Il rendimento lordo di aggiudicazione per questo titolo, che paga una cedola annua del 2,2%, si è attestato al 2,73%; si tratta di un dato in contrazione di 7 punti base rispetto all’asta precedente (quella del 24 aprile scorso), la quale aveva fatto registrare un rendimento lievemente superiore. Il prezzo di aggiudicazione è risultato pari a 99,12, un valore che incorpora uno sconto rispetto alla pari, mentre l’importo attualmente in circolazione per questo specifico titolo sale a 13,9 miliardi di euro.

Btp€i a 5 anni, domanda robusta per l’indicizzazione all’inflazione

Passando ai titoli reali, il BTP€i con scadenza 15 agosto 2031 (ISIN IT0005657348), caratterizzato da una cedola annua lorda dell’1,1%, ha registrato una performance altrettanto positiva. L’offerta massima per questa quindicesima tranche era fissata in 1,5 miliardi di euro, ed è stata interamente assorbita dal mercato. A fronte di un ammontare richiesto pari a 2,435 miliardi di euro, il rapporto di copertura si è confermato identico a quello del biennale, ovvero 1,62.

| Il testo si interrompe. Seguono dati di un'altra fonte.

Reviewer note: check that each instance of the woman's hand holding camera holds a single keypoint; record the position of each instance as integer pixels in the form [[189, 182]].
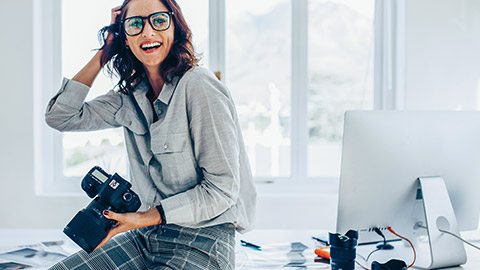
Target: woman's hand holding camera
[[130, 221]]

Il rendimento lordo reale spuntato in asta per i cinque anni è stato dello 0,89%, in deciso calo (-9 punti base) rispetto al precedente collocamento datato 25 marzo 2026. Il prezzo di emissione, fissato a 101,10, riflette il premio richiesto dagli investitori per proteggersi dall’erosione monetaria, considerato anche l’attuale coefficiente di indicizzazione di 1,01829. L’importo in circolazione per questo BTP indicizzato raggiunge così i 12,45 miliardi di euro complessivi.

Btp€i a 20 anni, la scadenza lunga raccoglie un miliardo

Completa il quadro delle emissioni odierne il BTP€i con scadenza febbraio 2046 (ISIN IT0005706293), la seconda tranche di un titolo che paga una cedola annua del 2,25%. In questo caso, il Ministero ha offerto un importo massimo di un miliardo di euro (con un minimo previsto di 750 milioni), piazzando l’intero ammontare a fronte di una domanda che ha raggiunto 1,81 miliardi di euro, con un rapporto di copertura di 1,81, leggermente superiore rispetto agli altri due strumenti.

Il rendimento per questa scadenza ventennale è stato fissato al 2,25%, su un prezzo di aggiudicazione di 100,25 (sopra la pari). Gli esperti di mercato sottolineano come la buona riuscita dell’asta, in particolare per i titoli indicizzati, sia da ricondursi alla persistente volatilità dei prezzi energetici e alla ricerca di rendimenti reali positivi per i portafogli a lungo termine.

Nel complesso, la fotografia scattata al termine delle operazioni mostra una macchina del collocamento del debito pubblico che procede senza particolari attriti, beneficiando di uno spread Btp-Bund rimasto stabile nei giorni antecedenti l’emissione.